Let us consider the Markov chain of the weather forecast example of the course. Recall that its states 1, 2 and 3 represent clear, cloudy and rainy states, and the transition matrix is

$$ P= \begin{pmatrix} 0.7 & 0.3 & 0\\ 0.3 & 0.5 & 0.2\\ 0.1 & 0.4 & 0.5 \end{pmatrix}. $$

1) Complete below the code of the function that generates trajectories of the Markov chain. The function inputs are the chain initial state $x0$, the transition matrix $P$ and final time index $T$. Its output will be a trajectory $x$ of the chain observed between instants $0$ and $T$. Draw a trajectory of the evolution of the weather between time 0 and time $T=100$.


In [5]:
%matplotlib inline              
from pylab import *

In [17]:
P    = array([[.7, .3, 0], [.3, .5, .2], [.1, .4, .5]])

def X(x0,P=P,T=100):
    # Function X supplies a trajectory of the discrete Markov chain 
    # with initial state x0 and transition matrix P, till time T
    x        = [x0]
    for _ in range(T):
        #####################
        # supply the vector p of probabilities to transit to states
        # 1,2,3 from the last calculated state
        p = P[ x[len(x)-1]-1 ]
        #####################
        u = rand()
        if u<p[0]:
            x.append(1)
        elif u<p[0]+p[1]:
            x.append(2)
        else:
            x.append(3)
    return array(x)

V1 = mean(X(x0=1,T=10**4))

In [8]:
def step(x,y,Tmax=0,color='b'):
    # step function
    # plots a step function representing the number
    # of clients in the system at each instant
    if Tmax==0:
        Tmax = max(x)
    x = append(x,[Tmax])  # number of clients
    y = append(y,[y[-1]]) # instants of events
    for k in range(len(x)-1):
        vlines(x[k+1],y[k],y[k+1],color=color)
        hlines(y[k],x[k],x[k+1],color=color)
        
T = 100
x = X(x0=1)
figure(num=None, figsize=(15, 4))
step(range(T),x)
axis(ymin=0.5,ymax=3.5)
xlabel("Time")
title("Weather")
yticks([1.0,2.0,3.0], ["Clear","Cloudy","Rainy"]);


2) Run the following code that computes recursively the state probability vectors $\pi(t)$ at times $t=0,\ldots,100$. The state probability vectors can be computed recursively : $\pi(t+1)=\pi(t) P$. Check that, when changing the initial state $x0$, $\pi(t)$ still converges rapidly to the same asymptotic vector $\pi^*$ as $t$ increases.


In [9]:
T = 20

def PI(pi0,P=P,T=T):
    # Function PI computes the state probability vectors
    # of the Markov chain until time T
    pi_ = array([pi0])
    for i in range(T):
        pi_ = vstack((pi_,pi_[-1] @ P))
    return pi_

def plot_PI(x0):
    # subplot(1,3,n+1) of successive states probabilities 
    # with initial state x0
    pi_0       = zeros(3)
    pi_0[x0-1] = 1
    pi_  = PI(pi_0)
    subplot(1,3,x0)
    plot(pi_)
    xlabel('t');axis(ymin=0,ymax=1)
    if x0==1: ylabel(r"$\pi(t)$")
    if x0==2: title("Evolution of $P(X_t)=1,2,3$.")

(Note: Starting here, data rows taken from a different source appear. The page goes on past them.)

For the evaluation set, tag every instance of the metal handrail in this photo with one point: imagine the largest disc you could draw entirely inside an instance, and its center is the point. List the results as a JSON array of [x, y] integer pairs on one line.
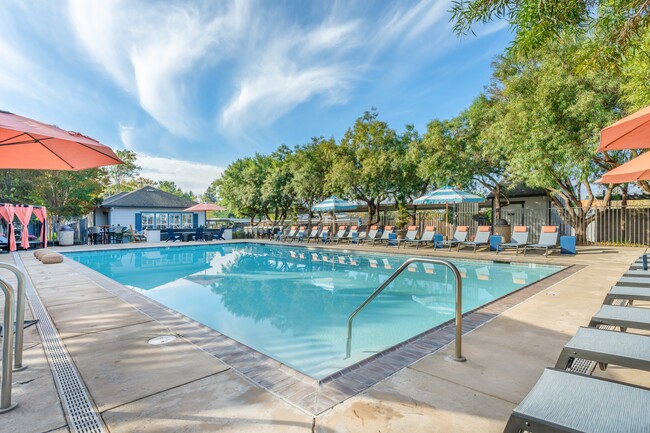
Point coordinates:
[[7, 350], [20, 315], [459, 303]]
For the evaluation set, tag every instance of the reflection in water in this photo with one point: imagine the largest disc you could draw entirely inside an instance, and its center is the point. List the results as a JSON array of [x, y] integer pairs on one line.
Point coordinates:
[[292, 303]]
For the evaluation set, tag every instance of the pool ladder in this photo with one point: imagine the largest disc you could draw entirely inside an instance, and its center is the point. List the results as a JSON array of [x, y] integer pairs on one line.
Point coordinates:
[[459, 303]]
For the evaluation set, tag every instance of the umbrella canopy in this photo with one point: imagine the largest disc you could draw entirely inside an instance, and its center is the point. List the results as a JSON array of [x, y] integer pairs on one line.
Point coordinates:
[[333, 204], [204, 207], [448, 195], [29, 144], [631, 171], [631, 132]]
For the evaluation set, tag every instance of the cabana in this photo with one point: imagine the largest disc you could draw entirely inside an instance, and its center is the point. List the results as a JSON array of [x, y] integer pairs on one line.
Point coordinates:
[[9, 213]]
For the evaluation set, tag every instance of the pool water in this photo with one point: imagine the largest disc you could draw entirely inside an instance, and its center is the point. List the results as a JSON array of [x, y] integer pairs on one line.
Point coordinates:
[[292, 303]]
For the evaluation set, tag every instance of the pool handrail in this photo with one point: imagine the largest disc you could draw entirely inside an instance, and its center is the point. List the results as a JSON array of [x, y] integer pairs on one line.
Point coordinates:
[[7, 349], [20, 315], [459, 302]]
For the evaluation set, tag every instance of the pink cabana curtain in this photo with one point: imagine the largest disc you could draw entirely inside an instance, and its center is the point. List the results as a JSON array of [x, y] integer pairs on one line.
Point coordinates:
[[41, 214], [24, 213], [7, 214]]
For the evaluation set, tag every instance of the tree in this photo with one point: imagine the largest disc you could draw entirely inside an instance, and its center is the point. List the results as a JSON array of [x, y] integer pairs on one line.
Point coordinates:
[[310, 165], [366, 165], [121, 176], [614, 28], [548, 126]]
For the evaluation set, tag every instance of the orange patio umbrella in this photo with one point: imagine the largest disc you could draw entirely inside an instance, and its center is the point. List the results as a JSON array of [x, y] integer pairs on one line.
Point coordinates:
[[631, 171], [30, 144], [631, 132]]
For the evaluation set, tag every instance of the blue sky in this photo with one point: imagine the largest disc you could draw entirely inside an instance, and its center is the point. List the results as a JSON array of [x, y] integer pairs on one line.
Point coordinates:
[[193, 85]]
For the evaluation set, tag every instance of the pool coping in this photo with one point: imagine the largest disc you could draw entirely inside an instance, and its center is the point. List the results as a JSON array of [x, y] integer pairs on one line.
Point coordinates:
[[308, 394]]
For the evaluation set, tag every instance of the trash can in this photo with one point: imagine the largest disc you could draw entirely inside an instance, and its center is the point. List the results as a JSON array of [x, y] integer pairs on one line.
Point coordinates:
[[65, 236]]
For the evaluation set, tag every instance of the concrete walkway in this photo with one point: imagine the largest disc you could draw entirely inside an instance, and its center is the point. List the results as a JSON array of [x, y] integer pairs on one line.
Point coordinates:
[[177, 387]]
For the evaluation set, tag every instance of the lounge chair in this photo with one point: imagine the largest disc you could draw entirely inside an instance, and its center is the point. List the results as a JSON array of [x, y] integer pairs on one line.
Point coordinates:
[[314, 233], [622, 316], [459, 236], [198, 235], [607, 347], [171, 236], [411, 235], [340, 234], [384, 235], [547, 239], [299, 235], [518, 240], [289, 235], [481, 239], [562, 401], [426, 238], [370, 236]]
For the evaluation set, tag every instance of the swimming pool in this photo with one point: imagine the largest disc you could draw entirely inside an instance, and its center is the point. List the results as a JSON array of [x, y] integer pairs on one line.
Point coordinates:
[[292, 303]]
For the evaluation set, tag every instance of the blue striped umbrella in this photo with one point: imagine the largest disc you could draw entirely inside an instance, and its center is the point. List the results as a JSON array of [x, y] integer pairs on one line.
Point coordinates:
[[333, 204], [448, 195]]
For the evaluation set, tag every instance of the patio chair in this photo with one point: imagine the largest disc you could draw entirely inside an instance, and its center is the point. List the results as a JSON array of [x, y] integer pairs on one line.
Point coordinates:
[[519, 239], [171, 236], [198, 235], [562, 401], [481, 239], [370, 236], [384, 235], [426, 238], [623, 317], [352, 236], [299, 235], [136, 236], [547, 240], [411, 235], [606, 347], [459, 236], [340, 234], [314, 233]]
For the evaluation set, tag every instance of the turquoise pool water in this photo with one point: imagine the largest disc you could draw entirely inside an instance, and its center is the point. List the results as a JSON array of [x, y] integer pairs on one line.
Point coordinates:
[[292, 303]]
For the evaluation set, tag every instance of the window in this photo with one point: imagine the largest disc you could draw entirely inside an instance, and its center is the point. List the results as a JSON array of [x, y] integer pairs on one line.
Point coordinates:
[[187, 220], [175, 220], [161, 221], [147, 221]]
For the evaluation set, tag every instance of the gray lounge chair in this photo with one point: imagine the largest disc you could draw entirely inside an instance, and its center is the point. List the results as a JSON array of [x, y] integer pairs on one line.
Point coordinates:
[[627, 293], [384, 235], [622, 316], [547, 240], [481, 239], [519, 239], [562, 401], [607, 347], [411, 235], [370, 236], [426, 238], [459, 236]]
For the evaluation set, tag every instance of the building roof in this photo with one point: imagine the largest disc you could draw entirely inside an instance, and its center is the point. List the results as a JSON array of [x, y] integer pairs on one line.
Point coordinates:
[[147, 197], [520, 191]]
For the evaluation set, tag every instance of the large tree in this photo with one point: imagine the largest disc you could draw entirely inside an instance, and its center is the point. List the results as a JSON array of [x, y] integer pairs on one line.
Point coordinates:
[[366, 166]]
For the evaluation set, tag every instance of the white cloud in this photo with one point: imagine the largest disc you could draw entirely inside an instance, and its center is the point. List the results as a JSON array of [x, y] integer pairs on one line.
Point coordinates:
[[188, 175]]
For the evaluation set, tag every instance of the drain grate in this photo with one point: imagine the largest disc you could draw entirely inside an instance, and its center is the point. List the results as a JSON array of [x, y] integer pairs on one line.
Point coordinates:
[[80, 411]]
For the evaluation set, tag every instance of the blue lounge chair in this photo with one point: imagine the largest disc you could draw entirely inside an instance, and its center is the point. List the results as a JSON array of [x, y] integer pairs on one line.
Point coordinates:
[[519, 239], [459, 236], [547, 239], [171, 236], [482, 238]]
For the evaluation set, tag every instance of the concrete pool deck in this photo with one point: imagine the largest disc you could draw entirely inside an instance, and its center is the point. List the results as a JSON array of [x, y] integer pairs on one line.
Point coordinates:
[[179, 387]]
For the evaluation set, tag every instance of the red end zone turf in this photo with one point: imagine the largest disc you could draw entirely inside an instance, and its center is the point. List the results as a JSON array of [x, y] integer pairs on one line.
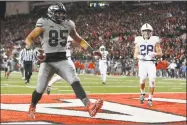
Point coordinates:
[[117, 109]]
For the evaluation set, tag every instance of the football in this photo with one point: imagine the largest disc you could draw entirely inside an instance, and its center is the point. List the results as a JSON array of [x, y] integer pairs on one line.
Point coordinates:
[[96, 55], [40, 55]]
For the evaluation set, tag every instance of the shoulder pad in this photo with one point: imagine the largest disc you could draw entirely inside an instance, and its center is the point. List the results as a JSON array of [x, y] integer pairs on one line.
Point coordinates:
[[71, 24], [40, 22], [137, 38]]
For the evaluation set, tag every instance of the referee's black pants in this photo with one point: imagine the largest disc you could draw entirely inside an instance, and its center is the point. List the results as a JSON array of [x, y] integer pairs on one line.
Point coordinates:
[[28, 70]]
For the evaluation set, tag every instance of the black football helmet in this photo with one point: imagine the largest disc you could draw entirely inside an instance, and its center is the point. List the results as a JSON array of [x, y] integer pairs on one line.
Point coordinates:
[[57, 12]]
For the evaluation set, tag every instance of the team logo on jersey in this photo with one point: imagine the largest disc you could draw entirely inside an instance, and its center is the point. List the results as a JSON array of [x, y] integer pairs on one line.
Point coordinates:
[[117, 109]]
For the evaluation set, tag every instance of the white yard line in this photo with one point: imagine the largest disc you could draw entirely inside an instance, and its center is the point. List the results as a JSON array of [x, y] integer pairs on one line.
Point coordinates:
[[26, 86], [106, 93]]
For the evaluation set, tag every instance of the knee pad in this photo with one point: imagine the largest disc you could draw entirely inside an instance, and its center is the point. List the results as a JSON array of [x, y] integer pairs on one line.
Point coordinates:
[[142, 80], [152, 82], [79, 91]]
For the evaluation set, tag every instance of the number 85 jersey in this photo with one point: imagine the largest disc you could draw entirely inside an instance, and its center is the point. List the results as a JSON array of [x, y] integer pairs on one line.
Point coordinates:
[[54, 37], [146, 46]]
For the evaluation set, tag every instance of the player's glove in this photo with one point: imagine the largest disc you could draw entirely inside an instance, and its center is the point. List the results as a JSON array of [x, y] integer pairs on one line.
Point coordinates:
[[141, 57], [96, 55], [152, 54], [40, 55]]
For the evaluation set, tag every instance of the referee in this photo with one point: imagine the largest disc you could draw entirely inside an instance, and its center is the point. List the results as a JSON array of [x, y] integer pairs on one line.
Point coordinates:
[[27, 59]]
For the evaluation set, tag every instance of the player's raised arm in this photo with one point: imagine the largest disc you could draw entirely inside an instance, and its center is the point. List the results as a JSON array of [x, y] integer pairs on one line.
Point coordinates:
[[80, 40], [33, 35], [136, 52], [158, 50]]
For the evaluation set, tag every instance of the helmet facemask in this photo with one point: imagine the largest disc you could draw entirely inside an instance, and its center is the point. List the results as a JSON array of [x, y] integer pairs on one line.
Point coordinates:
[[57, 12]]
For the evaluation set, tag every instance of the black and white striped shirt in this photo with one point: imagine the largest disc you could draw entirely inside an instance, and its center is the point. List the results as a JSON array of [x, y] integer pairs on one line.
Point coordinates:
[[27, 55]]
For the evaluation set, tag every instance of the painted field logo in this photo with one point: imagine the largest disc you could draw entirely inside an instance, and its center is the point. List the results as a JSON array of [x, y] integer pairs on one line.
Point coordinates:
[[117, 109]]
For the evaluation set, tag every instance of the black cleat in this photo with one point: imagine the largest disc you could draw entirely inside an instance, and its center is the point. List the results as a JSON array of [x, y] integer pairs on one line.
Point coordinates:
[[142, 96], [150, 102], [48, 90]]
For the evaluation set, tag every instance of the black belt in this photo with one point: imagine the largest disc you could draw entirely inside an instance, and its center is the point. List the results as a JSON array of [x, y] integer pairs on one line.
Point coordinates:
[[55, 57]]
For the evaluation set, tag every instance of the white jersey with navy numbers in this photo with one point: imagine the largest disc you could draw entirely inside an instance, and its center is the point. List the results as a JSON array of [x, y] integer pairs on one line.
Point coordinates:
[[146, 46], [54, 37]]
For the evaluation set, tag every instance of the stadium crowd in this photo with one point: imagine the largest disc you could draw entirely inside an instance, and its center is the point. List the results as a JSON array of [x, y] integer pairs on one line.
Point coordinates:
[[115, 26]]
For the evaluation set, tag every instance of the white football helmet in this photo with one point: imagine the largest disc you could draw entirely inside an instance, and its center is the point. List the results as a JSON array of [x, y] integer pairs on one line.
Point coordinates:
[[146, 31], [102, 48]]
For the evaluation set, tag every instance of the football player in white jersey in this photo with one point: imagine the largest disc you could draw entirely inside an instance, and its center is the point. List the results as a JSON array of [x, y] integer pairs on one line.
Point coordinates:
[[147, 48], [103, 63], [53, 32], [57, 78]]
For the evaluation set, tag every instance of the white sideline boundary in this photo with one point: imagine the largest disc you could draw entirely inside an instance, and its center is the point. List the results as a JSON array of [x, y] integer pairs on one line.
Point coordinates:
[[103, 93]]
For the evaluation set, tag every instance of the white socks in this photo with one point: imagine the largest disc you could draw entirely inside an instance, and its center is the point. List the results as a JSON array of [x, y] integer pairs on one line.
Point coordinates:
[[150, 96], [54, 79], [142, 91], [103, 77]]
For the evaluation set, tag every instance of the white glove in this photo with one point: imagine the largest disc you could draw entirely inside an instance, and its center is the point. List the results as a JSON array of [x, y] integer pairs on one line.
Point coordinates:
[[141, 57], [147, 57], [152, 54]]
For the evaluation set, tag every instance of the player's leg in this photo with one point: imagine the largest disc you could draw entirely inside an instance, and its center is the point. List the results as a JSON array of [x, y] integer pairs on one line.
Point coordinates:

rcParams["figure.figsize"] = (10., 4.)
for x0 in range(1,4):
    plot_PI(x0)


3) To compute the steady state distribution $\pi^*=[\pi^*_1,\pi^*_2,\pi^*_3]$, we must solve the system of load balance equations $\pi^*=\pi^* P$ with the normalization condition $\pi^*_1+\pi^*_2+\pi^*_3=1$. The system of equations $\pi^*=\pi^* P$ is redundant : the third equation is a straightforward linear combination of the first two ones. Taking into account the normalization condition $\pi^*_1+\pi^*_2+\pi^*_3=1$ and discarding the third redundant equation in $\pi^*(P-I_3)=0$ yields a full rank system of equations. Complete the code below to solve this system and obtain the steady state ditribution. We will use the solve function from the scipy.linalg library.


In [14]:
from scipy.linalg import solve
####################
# complete the code to get the steady state distribution
# of the discrete time Markov chain
pi_ = solve([[-.3, .3, 0.1], [.3, -.5, .4], [1, 1, 1]],[0,0,1])
print("steady state distribution: pi* =",pi_)
####################
V2,V3 = pi_[0],pi_[1]


steady state distribution: pi* = [ 0.44736842  0.39473684  0.15789474]

Your answers for the exercise


In [18]:
print("---------------------------\n"
      +"RESULTS SUPPLIED FOR LAB 3:\n"
      +"---------------------------")
results = ("V"+str(k) for k in range(1,4))
for x in results:
    try:
        print(x+" = {0:.2f}".format(eval(x)))
    except:
        print(x+": variable is undefined")


---------------------------
RESULTS SUPPLIED FOR LAB 3:
---------------------------
V1 = 1.72
V2 = 0.45
V3 = 0.39

In [ ]: